Repertoire comparison - Repertoire analysis and comparison.
Report file size - Log parsing.
Log parsing - Log parsing.
MultiQC - MultiQC report.
Pipeline information - Pipeline information
Airrflow report

Sequence assembly

NB: If using the sans-UMI subworkflow by specifying umi_length=0, the presto directory ordering numbers will differ e.g., mate pair assembly results will be output to presto/01-assemblepairs/<sampleID> as this will be the first presto step.

Fastp

Output files

fastp/
- <sample_id>/
  - *.fastp.html: Fast report containing quality metrics for the mated and quality filtered reads.
  - *.fastp.json: Zip archive containing the FastQC report, tab-delimited data file and plot images for the mated and quality filtered reads.
  - *.fastp.log: Fastp

fastp gives general quality metrics about your sequenced reads, as well as allows filtering reads by quality, trimming adapters and clipping reads at 5’ or 3’ ends.
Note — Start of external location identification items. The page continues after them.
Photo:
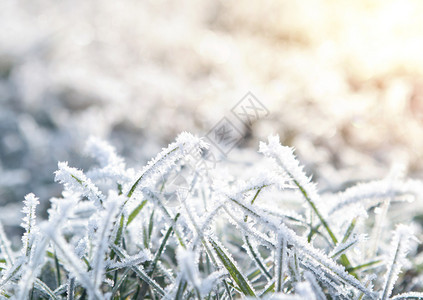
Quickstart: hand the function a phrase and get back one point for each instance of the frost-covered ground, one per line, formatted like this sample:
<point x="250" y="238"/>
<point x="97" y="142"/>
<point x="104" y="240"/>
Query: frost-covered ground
<point x="342" y="82"/>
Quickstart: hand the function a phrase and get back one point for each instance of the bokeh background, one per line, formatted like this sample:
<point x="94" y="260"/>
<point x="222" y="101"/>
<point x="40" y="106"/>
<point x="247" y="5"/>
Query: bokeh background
<point x="342" y="80"/>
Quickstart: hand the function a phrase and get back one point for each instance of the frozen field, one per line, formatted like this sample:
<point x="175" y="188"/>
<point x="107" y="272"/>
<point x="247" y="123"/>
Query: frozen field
<point x="105" y="85"/>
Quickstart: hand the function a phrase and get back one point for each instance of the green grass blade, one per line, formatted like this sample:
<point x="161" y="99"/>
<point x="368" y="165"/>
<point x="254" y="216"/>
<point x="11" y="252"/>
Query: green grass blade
<point x="236" y="275"/>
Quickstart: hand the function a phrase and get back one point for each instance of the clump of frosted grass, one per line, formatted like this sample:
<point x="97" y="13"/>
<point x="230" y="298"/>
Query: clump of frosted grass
<point x="114" y="235"/>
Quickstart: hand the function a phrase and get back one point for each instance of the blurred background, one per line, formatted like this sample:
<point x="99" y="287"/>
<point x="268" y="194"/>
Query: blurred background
<point x="342" y="81"/>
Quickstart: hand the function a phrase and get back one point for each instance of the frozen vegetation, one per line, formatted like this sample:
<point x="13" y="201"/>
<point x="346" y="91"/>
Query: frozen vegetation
<point x="120" y="233"/>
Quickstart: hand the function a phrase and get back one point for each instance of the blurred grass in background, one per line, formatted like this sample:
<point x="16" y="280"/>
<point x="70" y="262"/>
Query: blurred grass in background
<point x="343" y="81"/>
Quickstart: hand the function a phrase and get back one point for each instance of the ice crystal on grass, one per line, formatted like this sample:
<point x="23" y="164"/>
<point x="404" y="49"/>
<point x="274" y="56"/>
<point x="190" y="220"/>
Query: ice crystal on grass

It provides information about the quality score distribution across your reads, per base sequence content (%A/T/G/C), adapter contamination and overrepresented sequences. For further reading and documentation see the fastp documentation.

Filter by sequence quality

Output files

presto/01-filterseq/<sampleID>
- logs: Raw command logs of the process that will be parsed to generate a report.
- tabs: Table containing read ID and quality for each of the read files.

Filters reads that are below a quality threshold by using the tool FilterSeq from the pRESTO Immcantation toolset. The default quality threshold is 20.

Mask primers

Output files

presto/02-maskprimers/<sampleID>
- logs: Raw command logs of the process that will be parsed to generate a report.
- tabs: Table containing a read ID, the identified matched primer and the error for primer alignment.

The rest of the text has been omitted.